The Most Important Thing the World Should Know About Foster Care

 Written by: Caroline Parker

Written by: Caroline Parker

My name is Caroline Parker, my father grew up in foster care and I truly believe that knowing how to support foster parents is the most important thing the world needs to know about foster care.

In 2014 I befriended a foster mom and advocate named Kristy at a local bounce house. She had a baby in her arms.  Given my dad's background of being in foster care, as well as my dear friend’s adoption from Haiti,  I didn't want to assume anything. So I asked, "The baby is beautiful! Is he your son, foster son, or are you a nanny? Cause there is no easy way to ask all the questions here. But he's beautiful!”.  Kristy appreciated my candor and told me that the child in her arms was her foster son.  Feeling inspired, I began to share the story of my dad, who at the age of 4 was taken from his mother’s care due to alcoholism. 

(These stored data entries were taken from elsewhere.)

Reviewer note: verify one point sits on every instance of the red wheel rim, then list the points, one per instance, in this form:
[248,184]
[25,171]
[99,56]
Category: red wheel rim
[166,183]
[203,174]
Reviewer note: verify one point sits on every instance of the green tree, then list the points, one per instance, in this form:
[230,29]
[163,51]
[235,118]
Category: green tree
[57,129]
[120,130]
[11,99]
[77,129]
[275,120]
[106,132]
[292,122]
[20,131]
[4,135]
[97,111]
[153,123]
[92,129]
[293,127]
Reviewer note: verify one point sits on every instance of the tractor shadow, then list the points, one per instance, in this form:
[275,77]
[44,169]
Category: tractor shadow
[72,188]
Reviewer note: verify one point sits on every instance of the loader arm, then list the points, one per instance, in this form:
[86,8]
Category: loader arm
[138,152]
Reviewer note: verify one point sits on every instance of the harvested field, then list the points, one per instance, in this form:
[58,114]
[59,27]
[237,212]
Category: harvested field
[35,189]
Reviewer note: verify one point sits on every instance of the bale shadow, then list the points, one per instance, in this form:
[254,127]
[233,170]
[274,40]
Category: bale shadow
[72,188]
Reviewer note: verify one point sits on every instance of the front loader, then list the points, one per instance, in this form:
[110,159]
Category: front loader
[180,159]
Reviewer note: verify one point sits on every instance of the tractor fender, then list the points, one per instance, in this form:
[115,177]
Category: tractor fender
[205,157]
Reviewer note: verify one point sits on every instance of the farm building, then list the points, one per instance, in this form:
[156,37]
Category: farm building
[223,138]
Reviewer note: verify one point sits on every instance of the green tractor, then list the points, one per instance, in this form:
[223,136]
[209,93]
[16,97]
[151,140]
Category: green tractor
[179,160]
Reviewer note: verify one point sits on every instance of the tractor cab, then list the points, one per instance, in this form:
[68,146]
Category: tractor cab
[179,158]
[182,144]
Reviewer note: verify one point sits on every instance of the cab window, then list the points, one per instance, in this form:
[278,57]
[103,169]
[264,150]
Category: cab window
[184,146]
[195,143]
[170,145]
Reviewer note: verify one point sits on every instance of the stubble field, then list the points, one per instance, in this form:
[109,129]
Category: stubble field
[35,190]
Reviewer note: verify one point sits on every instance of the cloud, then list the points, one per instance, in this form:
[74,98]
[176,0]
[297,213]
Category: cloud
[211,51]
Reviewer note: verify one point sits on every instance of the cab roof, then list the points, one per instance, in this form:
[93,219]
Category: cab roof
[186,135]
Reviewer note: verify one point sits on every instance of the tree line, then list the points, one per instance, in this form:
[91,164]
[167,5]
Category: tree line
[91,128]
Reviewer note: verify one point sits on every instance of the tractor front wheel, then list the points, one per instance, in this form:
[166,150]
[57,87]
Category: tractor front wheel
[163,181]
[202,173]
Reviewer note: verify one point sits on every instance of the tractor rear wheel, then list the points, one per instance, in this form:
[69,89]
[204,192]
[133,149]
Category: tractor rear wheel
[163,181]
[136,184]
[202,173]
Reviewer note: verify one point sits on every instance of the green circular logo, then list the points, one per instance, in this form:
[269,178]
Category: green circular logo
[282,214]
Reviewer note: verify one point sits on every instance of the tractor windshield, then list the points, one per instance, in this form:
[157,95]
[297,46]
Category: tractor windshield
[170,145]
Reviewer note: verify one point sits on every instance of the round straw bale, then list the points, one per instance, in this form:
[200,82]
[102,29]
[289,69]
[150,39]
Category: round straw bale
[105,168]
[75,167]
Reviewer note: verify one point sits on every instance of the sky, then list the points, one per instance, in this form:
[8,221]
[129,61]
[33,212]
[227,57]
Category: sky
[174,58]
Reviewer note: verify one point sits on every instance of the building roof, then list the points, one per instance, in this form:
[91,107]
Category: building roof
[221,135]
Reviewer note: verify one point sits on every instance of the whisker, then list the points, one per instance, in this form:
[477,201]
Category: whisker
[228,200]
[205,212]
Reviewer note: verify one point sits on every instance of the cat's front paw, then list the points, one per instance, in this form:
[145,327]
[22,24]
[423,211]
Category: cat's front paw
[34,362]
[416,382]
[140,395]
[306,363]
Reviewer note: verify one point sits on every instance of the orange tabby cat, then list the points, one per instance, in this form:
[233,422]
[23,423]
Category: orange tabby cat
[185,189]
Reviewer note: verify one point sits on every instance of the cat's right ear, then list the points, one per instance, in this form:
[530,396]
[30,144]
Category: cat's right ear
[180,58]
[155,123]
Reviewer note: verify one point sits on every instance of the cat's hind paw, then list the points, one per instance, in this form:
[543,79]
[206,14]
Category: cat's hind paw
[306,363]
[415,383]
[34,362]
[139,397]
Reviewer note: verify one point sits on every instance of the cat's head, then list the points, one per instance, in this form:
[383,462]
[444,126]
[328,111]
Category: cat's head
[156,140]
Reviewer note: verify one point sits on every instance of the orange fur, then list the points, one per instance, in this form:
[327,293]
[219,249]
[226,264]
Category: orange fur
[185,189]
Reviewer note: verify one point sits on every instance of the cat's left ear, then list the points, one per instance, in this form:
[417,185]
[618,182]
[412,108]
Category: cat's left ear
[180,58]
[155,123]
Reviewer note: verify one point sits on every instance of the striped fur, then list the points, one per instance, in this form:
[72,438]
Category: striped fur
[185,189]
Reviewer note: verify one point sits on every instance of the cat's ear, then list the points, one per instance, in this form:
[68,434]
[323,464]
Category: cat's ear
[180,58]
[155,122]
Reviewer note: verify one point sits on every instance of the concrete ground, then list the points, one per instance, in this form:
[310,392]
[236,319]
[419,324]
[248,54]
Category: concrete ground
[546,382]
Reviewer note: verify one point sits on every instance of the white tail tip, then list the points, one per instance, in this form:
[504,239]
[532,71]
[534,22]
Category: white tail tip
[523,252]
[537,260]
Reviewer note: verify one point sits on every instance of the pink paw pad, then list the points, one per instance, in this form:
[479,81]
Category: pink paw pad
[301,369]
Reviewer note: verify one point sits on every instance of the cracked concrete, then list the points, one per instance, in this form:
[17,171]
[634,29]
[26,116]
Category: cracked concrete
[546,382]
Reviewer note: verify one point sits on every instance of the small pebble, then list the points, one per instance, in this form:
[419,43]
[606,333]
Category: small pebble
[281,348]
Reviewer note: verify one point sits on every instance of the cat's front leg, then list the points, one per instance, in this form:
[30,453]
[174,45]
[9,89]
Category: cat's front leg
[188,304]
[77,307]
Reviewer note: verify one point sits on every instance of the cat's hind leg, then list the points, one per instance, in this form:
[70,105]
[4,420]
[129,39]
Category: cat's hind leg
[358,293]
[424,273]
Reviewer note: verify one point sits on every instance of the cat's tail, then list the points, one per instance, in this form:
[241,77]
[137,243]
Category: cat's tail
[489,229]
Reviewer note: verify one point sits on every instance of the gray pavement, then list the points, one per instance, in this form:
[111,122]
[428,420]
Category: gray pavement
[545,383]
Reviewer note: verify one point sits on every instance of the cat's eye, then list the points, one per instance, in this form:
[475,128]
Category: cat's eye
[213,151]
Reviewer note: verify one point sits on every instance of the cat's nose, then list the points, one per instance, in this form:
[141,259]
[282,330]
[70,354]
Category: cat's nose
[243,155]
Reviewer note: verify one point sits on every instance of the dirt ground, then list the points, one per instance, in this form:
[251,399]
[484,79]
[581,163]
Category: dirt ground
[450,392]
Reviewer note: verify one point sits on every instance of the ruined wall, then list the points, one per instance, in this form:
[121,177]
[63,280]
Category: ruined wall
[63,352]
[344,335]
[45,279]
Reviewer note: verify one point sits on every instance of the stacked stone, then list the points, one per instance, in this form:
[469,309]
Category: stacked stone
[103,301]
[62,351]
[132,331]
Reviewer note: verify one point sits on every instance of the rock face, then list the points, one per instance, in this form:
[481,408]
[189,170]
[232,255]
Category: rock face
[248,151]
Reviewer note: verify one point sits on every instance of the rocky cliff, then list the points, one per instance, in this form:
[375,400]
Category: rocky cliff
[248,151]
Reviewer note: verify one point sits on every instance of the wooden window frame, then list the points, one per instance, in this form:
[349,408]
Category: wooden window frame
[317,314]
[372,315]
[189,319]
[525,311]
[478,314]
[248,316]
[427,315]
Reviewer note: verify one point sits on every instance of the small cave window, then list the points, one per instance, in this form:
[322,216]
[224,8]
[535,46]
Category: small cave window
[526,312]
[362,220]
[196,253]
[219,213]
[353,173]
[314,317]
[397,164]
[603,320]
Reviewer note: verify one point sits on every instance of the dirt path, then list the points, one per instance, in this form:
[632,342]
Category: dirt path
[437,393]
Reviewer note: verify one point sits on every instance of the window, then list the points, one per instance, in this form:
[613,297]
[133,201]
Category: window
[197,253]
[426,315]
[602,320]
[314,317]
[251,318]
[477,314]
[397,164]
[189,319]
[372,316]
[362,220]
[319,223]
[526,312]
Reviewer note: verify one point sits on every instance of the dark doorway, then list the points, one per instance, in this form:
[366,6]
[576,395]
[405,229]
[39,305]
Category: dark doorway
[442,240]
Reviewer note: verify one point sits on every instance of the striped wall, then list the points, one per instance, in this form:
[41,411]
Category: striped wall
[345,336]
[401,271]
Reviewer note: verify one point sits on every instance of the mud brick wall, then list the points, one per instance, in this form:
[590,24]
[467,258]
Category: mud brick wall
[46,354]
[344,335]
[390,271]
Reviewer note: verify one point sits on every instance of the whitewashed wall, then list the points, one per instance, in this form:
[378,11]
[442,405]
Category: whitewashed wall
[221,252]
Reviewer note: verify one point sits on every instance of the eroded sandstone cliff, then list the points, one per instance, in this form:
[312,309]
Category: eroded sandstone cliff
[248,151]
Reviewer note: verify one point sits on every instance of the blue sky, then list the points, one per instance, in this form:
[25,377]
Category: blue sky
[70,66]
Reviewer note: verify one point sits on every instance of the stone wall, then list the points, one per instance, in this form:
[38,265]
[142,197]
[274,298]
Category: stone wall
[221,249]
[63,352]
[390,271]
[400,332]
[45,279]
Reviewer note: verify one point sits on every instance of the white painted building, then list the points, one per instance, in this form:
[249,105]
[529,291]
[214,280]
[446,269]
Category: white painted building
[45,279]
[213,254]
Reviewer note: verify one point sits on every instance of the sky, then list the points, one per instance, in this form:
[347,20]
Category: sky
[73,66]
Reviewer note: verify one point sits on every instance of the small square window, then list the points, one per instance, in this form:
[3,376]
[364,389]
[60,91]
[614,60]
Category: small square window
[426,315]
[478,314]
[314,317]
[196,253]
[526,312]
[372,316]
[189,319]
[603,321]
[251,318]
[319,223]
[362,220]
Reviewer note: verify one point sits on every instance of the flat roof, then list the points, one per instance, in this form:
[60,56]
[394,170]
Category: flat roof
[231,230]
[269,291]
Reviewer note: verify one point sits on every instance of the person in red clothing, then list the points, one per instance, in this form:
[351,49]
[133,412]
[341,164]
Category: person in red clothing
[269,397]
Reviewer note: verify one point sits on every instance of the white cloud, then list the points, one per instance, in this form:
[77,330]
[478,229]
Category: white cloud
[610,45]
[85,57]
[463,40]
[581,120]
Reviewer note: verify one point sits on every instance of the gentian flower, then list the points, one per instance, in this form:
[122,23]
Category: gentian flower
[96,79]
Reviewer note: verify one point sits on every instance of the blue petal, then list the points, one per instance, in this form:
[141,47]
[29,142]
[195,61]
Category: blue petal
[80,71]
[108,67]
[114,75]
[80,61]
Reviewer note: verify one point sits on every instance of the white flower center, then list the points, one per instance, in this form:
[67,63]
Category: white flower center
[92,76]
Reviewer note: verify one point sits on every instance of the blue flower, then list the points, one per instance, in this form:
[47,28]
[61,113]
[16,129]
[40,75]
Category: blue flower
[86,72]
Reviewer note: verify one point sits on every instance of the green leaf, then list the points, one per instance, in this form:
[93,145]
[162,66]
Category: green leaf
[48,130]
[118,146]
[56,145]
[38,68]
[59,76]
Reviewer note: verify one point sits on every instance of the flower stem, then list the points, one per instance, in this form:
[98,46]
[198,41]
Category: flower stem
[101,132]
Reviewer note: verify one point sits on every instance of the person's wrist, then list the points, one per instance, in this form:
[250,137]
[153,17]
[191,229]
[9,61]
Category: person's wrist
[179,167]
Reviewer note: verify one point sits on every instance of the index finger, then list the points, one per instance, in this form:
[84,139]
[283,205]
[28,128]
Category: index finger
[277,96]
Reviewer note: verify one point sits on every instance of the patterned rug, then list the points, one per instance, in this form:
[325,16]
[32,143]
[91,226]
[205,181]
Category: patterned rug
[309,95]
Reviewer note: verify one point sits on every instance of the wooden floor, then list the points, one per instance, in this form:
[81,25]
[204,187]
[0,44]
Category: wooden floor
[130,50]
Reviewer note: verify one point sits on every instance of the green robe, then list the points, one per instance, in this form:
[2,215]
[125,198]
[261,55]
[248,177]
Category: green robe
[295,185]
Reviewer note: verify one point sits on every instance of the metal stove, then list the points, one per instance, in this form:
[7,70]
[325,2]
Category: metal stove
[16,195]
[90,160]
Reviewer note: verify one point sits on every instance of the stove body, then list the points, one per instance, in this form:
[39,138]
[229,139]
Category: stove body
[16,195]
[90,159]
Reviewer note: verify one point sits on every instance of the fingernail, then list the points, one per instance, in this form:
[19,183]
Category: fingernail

After meeting Kristy, I became involved in foster care by volunteering my time to love and serve Kristy and her family. I just showed up. I asked what was needed, I prayed, I wept, and some days I just did dishes. I knew from the stories my dad had shared that foster children needed consistency and their caregivers/foster parents needed all the help they could get. So I just started showing up.

“I loved to go to the West’s after church on Sunday because I liked the smell of their home and I liked to sit at the table with them and eat barbecued chicken with biscuits and green beans and corn. I knew I was not a part of the family, but it sure was nice to just be there and be close to it and see a family happening. As a foster child, I hadn’t seen that before up close. It felt real good and I went every chance I got. But, I didn’t want to “wear out my welcome” as Aunt Sadie said. “It’s alright to go once in a while, but not all the time. They won’t want you to come at all if you go too much.” That was the trick that kept me on edge a little; how do you know when it is too much. I would never want to risk going too much and have them get tired of me. That would be terrible. I set some rules for myself. I would never go two Sundays in a row. I would always help in any way I could. I helped with the dishes. I was never loud. I made sure they never had to call me down. 

I did ask a lot of questions, but I watched Miss Alieens’ eyes and Mr. Hermans’ eyes to see if they were irritated and I’d stop asking questions. I’d listen to their voices, too. You can hear things in a voice sometimes before you see it in the eyes. It’s just that little strain or pitch that goes up a little. I guess that was it, I don’t really know how I knew, but I knew. I guess I had learned that at the foster homes I was at for several years."

My dad's background as a foster kiddo in the 60’s is probably what spurred me on to help out with Kristy and her foster family. I remember him sharing a story about a family who would invite him to church and then for supper afterwards. However, his Aunt Sadie, who eventually took him in after he had been in the system for years, told him to not over-stay his welcome with that kind family and that he only should go every other week. My dad wanted to be humble and liked by this family, so he did just that.

For me this story from my dad empowered me to create a place of safety and consistency for my foster parent friends and their kids. I want them to feel that they don’t have to BE or DO anything. I believe that these are God's children, even with the trauma that has made them angry, tired, or just "not like other kids”. I believe that Jesus has welcomed me, the hot mess that I am, into His family, and therefore I want foster children to know they are welcome, as they are, into my family.

If you are reading this and don't feel like you have the capacity to be a foster parent right now, I want to encourage you to look into helping a foster parent out for an evening or weekend. These parents who advocate and care for children in the system are often exhausted and over worked. Foster parents sometimes need a break to rest, rejuvenate and recharge in order to continue fighting for vulnerable children’s lives. A fun idea that I’ve found is to book a hotel for mom and dad to sleep and connect while their friends drop off food! 

I believe if all foster parents had support, like Kristy, they could keep soldiering on. I believe if all foster parents had support, like Kristy, the turnover rates would decrease. If we just show up, all of us, we can all play a part in creating a consistent home that children, like my dad, desire. 

Bring toilet paper, diapers, even leftover soup…drop off chocolate or wine, too! Then stay and help out with dishes while the parents bathe the kids and conquer bedtime routines. Just show up, it’s as simple as that.